История войн не знала столь массированного разрушительного налёта. В городе тогда не было скопления наших войск, так что все усилия противника были направлены на уничтожение именно мирного населения. Спустя много лет после окончания Великой Отечественной войны люди, пережившие ужас блокады Сталинграда, описали пережитое в книге «Воспоминания детей военного Сталинграда»: «Наш дом сгорел, - вспоминает Гурий Хватков, ему было 13 лет. – Многие дома по обе стороны улицы тоже были охвачены пожаром. Отец и мама схватили нас с сестрёнкой за руки. Невозможно описать, какой мы испытали ужас. Вокруг всё пылало, трещало, взрывалось, мы бежали по огненному коридору к Волге, которую из-за дыма не было видно, хотя она была совсем близко. Вокруг слышались крики обезумевших от ужаса людей. На узкой кромке берега скопилось много народа. Раненые лежали на земле вместе с мёртвыми. Наверху, на железнодорожных путях взрывались вагоны с боеприпасами. Над нашими головами летели вагонные колёса, горящие обломки. По Волге плыли горящие потоки нефти. Казалось, что пылает вода. Мы бежали вниз по течению. Вдруг увидели небольшой буксирный пароход. Едва поднялись по трапу, как пароход отошёл. Оглянувшись, я увидел сплошную стену горящего города».
Сотни немецких самолётов, низко спускаясь над Волгой, расстреливали жителей, пытавшихся переправиться на левый берег. Речники вывозили людей на обычных прогулочных пароходах, катерах, баржах. Фашисты поджигали их с воздуха. Волга стала могилой для тысяч сталинградцев. В книге «Засекреченная трагедия гражданского населения в Сталинградской битве» приводится высказывание офицера абвера, взятого в плен в Сталинграде: «Мы знали, что русских людей надо уничтожать как можно больше, с тем, чтобы предотвратить возможность проявления какого-либо сопротивления после установления нового порядка в России».

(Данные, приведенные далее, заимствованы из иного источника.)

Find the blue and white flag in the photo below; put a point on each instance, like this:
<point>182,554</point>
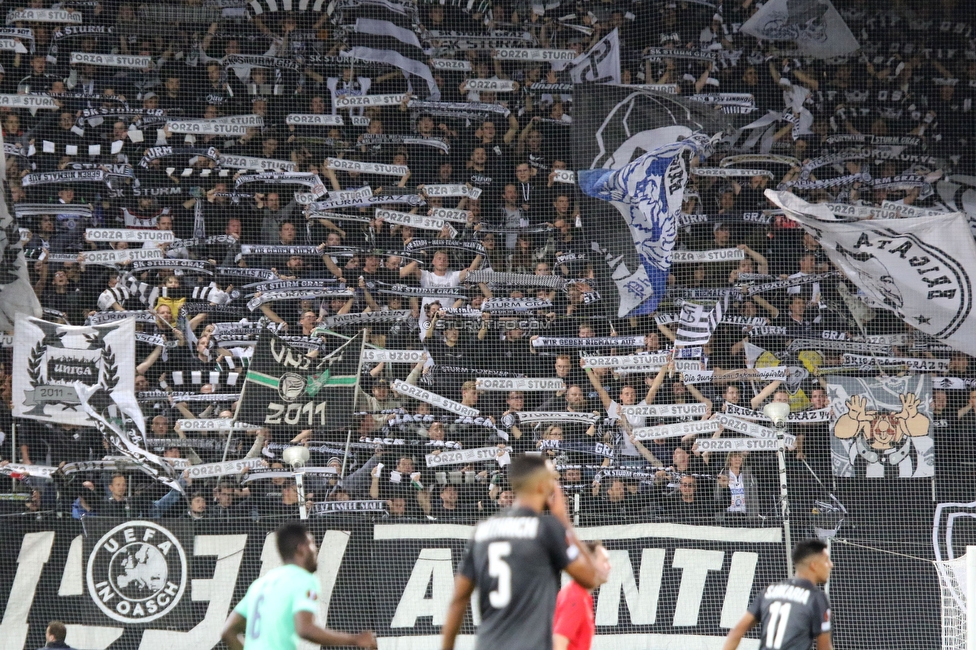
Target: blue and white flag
<point>648,193</point>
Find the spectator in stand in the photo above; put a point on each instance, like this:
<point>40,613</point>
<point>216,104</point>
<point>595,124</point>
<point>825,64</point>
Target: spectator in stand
<point>55,634</point>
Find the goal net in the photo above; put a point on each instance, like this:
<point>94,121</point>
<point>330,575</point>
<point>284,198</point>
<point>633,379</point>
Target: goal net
<point>955,599</point>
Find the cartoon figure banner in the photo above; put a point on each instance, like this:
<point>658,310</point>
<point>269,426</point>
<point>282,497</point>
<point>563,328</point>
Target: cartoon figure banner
<point>881,427</point>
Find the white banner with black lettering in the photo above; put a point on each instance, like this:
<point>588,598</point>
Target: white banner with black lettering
<point>392,356</point>
<point>522,384</point>
<point>452,189</point>
<point>354,101</point>
<point>44,16</point>
<point>714,255</point>
<point>112,60</point>
<point>664,410</point>
<point>260,164</point>
<point>814,25</point>
<point>532,54</point>
<point>737,444</point>
<point>128,235</point>
<point>313,119</point>
<point>409,390</point>
<point>419,221</point>
<point>468,456</point>
<point>701,427</point>
<point>229,468</point>
<point>27,101</point>
<point>121,256</point>
<point>342,164</point>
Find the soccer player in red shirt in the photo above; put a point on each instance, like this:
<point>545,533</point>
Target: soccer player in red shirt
<point>573,625</point>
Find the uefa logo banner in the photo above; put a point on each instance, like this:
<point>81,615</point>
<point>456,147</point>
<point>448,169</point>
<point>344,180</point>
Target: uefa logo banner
<point>137,572</point>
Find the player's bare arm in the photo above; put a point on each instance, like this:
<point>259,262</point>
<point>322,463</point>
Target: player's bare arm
<point>463,588</point>
<point>306,628</point>
<point>233,631</point>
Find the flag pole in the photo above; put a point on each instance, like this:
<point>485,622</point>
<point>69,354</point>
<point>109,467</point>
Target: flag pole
<point>355,401</point>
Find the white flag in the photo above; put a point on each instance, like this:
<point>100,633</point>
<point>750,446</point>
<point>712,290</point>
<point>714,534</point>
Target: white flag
<point>913,267</point>
<point>601,64</point>
<point>814,25</point>
<point>59,368</point>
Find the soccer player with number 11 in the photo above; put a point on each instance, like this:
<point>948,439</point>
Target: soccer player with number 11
<point>795,612</point>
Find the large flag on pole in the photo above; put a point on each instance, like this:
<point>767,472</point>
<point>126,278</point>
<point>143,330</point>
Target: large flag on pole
<point>916,267</point>
<point>600,64</point>
<point>814,25</point>
<point>389,40</point>
<point>58,369</point>
<point>16,293</point>
<point>614,126</point>
<point>648,193</point>
<point>287,390</point>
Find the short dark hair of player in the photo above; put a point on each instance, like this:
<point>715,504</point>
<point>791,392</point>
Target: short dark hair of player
<point>593,545</point>
<point>57,630</point>
<point>806,549</point>
<point>522,469</point>
<point>291,535</point>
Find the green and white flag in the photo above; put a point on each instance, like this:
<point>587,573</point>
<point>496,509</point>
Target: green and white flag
<point>288,391</point>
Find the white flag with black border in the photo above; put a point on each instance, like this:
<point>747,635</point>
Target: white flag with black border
<point>914,267</point>
<point>600,64</point>
<point>58,368</point>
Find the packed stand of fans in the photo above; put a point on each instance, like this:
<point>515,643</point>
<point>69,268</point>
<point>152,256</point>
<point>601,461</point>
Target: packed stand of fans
<point>915,75</point>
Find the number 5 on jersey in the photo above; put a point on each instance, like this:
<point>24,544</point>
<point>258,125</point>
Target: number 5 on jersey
<point>499,569</point>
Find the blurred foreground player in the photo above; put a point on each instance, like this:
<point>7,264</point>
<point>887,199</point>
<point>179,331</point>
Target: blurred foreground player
<point>573,626</point>
<point>514,559</point>
<point>794,612</point>
<point>279,608</point>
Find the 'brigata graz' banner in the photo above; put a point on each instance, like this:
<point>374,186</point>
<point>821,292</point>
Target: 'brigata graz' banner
<point>170,583</point>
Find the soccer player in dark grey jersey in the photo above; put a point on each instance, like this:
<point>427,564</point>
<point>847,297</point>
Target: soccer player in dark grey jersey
<point>514,559</point>
<point>795,612</point>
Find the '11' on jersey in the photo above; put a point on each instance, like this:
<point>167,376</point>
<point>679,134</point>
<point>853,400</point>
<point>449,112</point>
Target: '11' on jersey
<point>793,614</point>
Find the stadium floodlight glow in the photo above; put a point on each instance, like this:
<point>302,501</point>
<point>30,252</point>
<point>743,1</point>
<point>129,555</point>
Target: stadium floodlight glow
<point>778,413</point>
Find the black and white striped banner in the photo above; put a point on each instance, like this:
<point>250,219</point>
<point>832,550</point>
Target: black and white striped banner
<point>682,429</point>
<point>697,323</point>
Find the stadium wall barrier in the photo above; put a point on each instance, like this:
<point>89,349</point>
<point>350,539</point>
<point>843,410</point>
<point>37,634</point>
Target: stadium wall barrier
<point>170,584</point>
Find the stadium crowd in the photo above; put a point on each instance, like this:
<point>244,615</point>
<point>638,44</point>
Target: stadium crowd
<point>915,75</point>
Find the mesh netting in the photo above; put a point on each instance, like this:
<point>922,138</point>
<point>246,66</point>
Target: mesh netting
<point>344,261</point>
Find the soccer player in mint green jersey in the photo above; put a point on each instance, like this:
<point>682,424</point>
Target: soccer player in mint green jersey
<point>279,608</point>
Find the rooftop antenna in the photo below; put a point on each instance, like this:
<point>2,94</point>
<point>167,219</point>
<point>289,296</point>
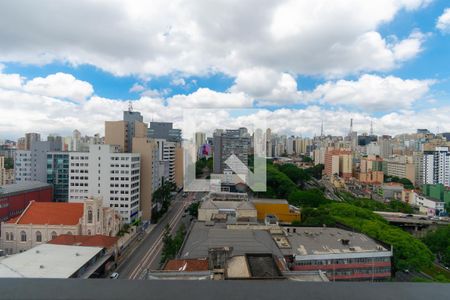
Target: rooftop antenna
<point>321,129</point>
<point>351,126</point>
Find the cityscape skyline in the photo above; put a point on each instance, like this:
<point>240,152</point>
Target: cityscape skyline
<point>402,84</point>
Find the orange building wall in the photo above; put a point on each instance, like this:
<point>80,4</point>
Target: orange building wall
<point>280,210</point>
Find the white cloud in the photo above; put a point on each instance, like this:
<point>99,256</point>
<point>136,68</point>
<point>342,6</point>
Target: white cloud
<point>10,81</point>
<point>197,37</point>
<point>206,98</point>
<point>267,86</point>
<point>408,48</point>
<point>136,88</point>
<point>60,85</point>
<point>178,81</point>
<point>372,93</point>
<point>443,22</point>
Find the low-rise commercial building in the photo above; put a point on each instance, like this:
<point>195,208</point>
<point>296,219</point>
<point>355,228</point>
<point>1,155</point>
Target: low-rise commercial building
<point>279,208</point>
<point>429,205</point>
<point>226,205</point>
<point>342,254</point>
<point>54,261</point>
<point>41,222</point>
<point>14,198</point>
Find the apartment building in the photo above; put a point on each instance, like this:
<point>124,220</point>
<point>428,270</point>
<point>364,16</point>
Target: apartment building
<point>22,165</point>
<point>436,166</point>
<point>110,174</point>
<point>41,222</point>
<point>340,162</point>
<point>58,175</point>
<point>401,167</point>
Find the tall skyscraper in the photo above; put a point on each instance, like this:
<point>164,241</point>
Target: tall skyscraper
<point>106,172</point>
<point>30,138</point>
<point>164,130</point>
<point>230,142</point>
<point>436,166</point>
<point>121,133</point>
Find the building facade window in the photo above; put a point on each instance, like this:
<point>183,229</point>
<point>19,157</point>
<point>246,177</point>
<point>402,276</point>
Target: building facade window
<point>38,236</point>
<point>23,236</point>
<point>89,215</point>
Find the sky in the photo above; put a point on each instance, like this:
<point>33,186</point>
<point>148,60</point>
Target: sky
<point>69,65</point>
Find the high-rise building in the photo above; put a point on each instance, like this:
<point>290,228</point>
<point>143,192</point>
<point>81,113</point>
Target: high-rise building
<point>121,133</point>
<point>150,174</point>
<point>30,138</point>
<point>200,139</point>
<point>401,167</point>
<point>39,151</point>
<point>227,143</point>
<point>164,130</point>
<point>22,166</point>
<point>339,162</point>
<point>58,175</point>
<point>6,175</point>
<point>436,166</point>
<point>110,174</point>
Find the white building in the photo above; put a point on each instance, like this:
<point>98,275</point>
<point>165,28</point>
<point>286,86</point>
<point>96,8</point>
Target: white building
<point>107,173</point>
<point>22,165</point>
<point>166,155</point>
<point>53,261</point>
<point>436,166</point>
<point>41,222</point>
<point>431,207</point>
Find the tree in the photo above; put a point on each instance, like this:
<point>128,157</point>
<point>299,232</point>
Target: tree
<point>316,171</point>
<point>309,198</point>
<point>193,209</point>
<point>439,243</point>
<point>9,163</point>
<point>297,175</point>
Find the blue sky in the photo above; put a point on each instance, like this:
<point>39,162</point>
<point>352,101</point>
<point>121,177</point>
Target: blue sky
<point>386,62</point>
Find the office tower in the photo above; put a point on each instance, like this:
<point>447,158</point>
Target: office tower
<point>22,166</point>
<point>150,174</point>
<point>21,144</point>
<point>400,166</point>
<point>436,166</point>
<point>200,139</point>
<point>386,147</point>
<point>164,130</point>
<point>58,175</point>
<point>121,133</point>
<point>339,162</point>
<point>106,172</point>
<point>227,143</point>
<point>269,150</point>
<point>57,142</point>
<point>30,138</point>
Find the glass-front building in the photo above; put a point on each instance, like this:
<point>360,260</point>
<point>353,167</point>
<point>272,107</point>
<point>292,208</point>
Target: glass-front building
<point>58,175</point>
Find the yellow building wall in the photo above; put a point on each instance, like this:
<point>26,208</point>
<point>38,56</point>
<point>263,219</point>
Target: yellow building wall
<point>280,210</point>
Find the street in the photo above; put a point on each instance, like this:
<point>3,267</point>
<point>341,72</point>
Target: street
<point>147,253</point>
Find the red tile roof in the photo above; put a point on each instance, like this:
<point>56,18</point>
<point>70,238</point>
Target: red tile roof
<point>51,213</point>
<point>187,265</point>
<point>85,240</point>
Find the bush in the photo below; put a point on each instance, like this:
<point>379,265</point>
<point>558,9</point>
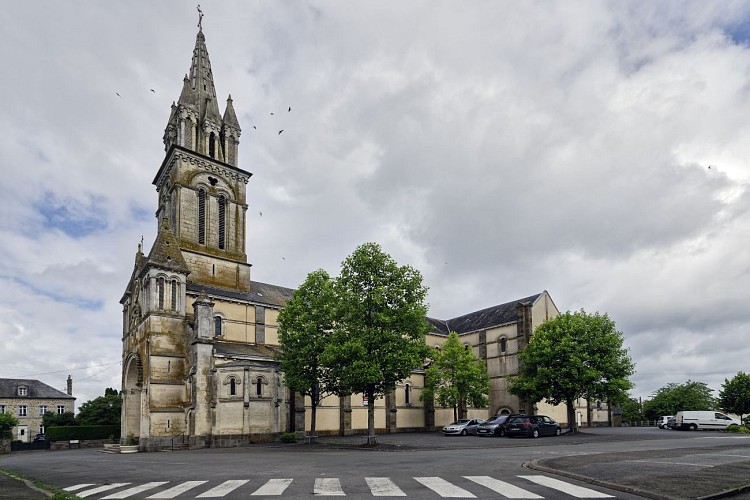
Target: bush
<point>288,437</point>
<point>84,432</point>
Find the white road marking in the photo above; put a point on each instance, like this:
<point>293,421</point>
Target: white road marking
<point>328,486</point>
<point>505,489</point>
<point>273,487</point>
<point>444,488</point>
<point>223,488</point>
<point>100,489</point>
<point>78,487</point>
<point>570,489</point>
<point>134,490</point>
<point>384,487</point>
<point>176,490</point>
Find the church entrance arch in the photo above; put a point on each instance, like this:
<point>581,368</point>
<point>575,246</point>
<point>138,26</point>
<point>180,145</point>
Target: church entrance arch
<point>132,384</point>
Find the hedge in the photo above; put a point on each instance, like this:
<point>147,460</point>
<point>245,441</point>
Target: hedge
<point>82,432</point>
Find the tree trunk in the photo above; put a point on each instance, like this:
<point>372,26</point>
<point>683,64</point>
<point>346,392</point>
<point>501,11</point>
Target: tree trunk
<point>572,424</point>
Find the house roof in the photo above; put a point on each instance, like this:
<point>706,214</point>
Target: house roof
<point>37,390</point>
<point>490,317</point>
<point>260,293</point>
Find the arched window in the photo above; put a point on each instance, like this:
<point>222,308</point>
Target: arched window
<point>160,291</point>
<point>174,286</point>
<point>222,220</point>
<point>202,216</point>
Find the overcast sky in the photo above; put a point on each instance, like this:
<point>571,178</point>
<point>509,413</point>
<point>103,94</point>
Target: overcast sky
<point>596,150</point>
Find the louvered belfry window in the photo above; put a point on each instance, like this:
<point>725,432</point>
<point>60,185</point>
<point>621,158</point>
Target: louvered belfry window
<point>202,216</point>
<point>222,220</point>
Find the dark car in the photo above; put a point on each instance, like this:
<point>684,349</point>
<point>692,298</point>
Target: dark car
<point>496,425</point>
<point>532,426</point>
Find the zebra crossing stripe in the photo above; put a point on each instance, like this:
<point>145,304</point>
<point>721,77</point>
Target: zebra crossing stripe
<point>444,488</point>
<point>78,487</point>
<point>383,487</point>
<point>100,489</point>
<point>328,486</point>
<point>273,487</point>
<point>570,489</point>
<point>176,490</point>
<point>223,488</point>
<point>134,490</point>
<point>505,489</point>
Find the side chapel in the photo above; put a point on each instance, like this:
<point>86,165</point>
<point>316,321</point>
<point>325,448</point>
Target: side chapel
<point>199,335</point>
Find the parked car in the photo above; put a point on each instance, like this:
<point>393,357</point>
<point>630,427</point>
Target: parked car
<point>463,427</point>
<point>495,426</point>
<point>694,420</point>
<point>532,426</point>
<point>663,420</point>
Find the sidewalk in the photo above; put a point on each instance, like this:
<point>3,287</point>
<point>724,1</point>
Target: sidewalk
<point>18,489</point>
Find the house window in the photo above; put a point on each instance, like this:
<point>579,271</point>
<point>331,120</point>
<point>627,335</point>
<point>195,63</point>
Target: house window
<point>174,294</point>
<point>222,220</point>
<point>202,216</point>
<point>160,291</point>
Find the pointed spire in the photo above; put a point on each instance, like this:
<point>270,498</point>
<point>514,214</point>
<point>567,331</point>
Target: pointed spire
<point>230,117</point>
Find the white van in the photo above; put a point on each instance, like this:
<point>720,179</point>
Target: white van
<point>694,420</point>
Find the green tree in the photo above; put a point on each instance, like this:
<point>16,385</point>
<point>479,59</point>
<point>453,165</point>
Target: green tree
<point>574,355</point>
<point>104,410</point>
<point>7,422</point>
<point>671,398</point>
<point>456,378</point>
<point>380,325</point>
<point>305,330</point>
<point>734,395</point>
<point>50,419</point>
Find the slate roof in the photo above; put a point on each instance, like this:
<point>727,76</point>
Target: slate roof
<point>260,293</point>
<point>480,320</point>
<point>37,389</point>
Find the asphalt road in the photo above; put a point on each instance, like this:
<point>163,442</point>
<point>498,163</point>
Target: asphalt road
<point>620,462</point>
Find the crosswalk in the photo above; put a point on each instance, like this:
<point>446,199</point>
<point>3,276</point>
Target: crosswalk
<point>332,486</point>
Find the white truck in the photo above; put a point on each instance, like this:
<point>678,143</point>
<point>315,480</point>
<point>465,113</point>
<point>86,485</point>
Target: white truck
<point>700,420</point>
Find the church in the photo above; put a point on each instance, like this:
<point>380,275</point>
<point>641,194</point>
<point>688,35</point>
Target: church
<point>200,336</point>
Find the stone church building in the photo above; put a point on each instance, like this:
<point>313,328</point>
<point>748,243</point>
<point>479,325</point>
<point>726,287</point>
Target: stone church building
<point>199,335</point>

Но вот неимоверными усилиями советских войск под руководством лучших армейских генералов в начале февраля 1943 года враг был разбит. И вновь по маленькому хуторку Ершиловке прошли тысячи солдатских сапог, на сей раз не только русских. Колонны военнопленных понуро передвигались по изрытой взрывами, поруганной земле. И побуждаемые необъяснимым внутренним чувством русские женщины, а в их числе и Варвара Фёдоровна Попова, протягивали жалким фрицам ломти хлеба, тыкву, свёклу. «Что же вы делаете, бабоньки, это ж звери бессердечные, не за что их жалеть», - пытались образумить хуторянок конвоиры. «Их тоже заставили воевать. А может, кто из немцев и наших мужей пожалеет», - отвечали горемычные солдатки. Нередко в пленных летели камни: вдовы мстили за убитых мужей и сыновей.
Доброта Толиной мамы принесла плоды: муж вернулся домой в сорок пятом целый и невредимый. Вскоре семья Поповых пополнилась ещё двумя ребятишками. А Анатолий Александрович, с детских лет насмотревшись горя и страданий, выбрал одну из самых милосердных профессий на земле - врача. Время от времени он достаёт из семейного альбома две фотографии. На одной, датированной 4 февраля 1945 года он с мамой и сестричкой Юлей. На обороте – текст: «На добрую долгую память. Твоё семейство: супруга Варя и детки Толя и Юля». Эту фотографию Александр Иванович Попов бережно хранил до самого возвращения в кармане гимнастёрки. Другая, выцветшая (оттого, что лежала, скорее всего, не в альбоме, а на видном месте, «на глазах», на солнечном свете) пришла от главы семейства в канун нового 1944 года из Словении. «Фотография на фронте в дни Отечественной войны» - гласит надпись, сделанная химическим карандашом.
Память и вправду вышла долгая и добрая. Значит, всё было не зря, не напрасно было.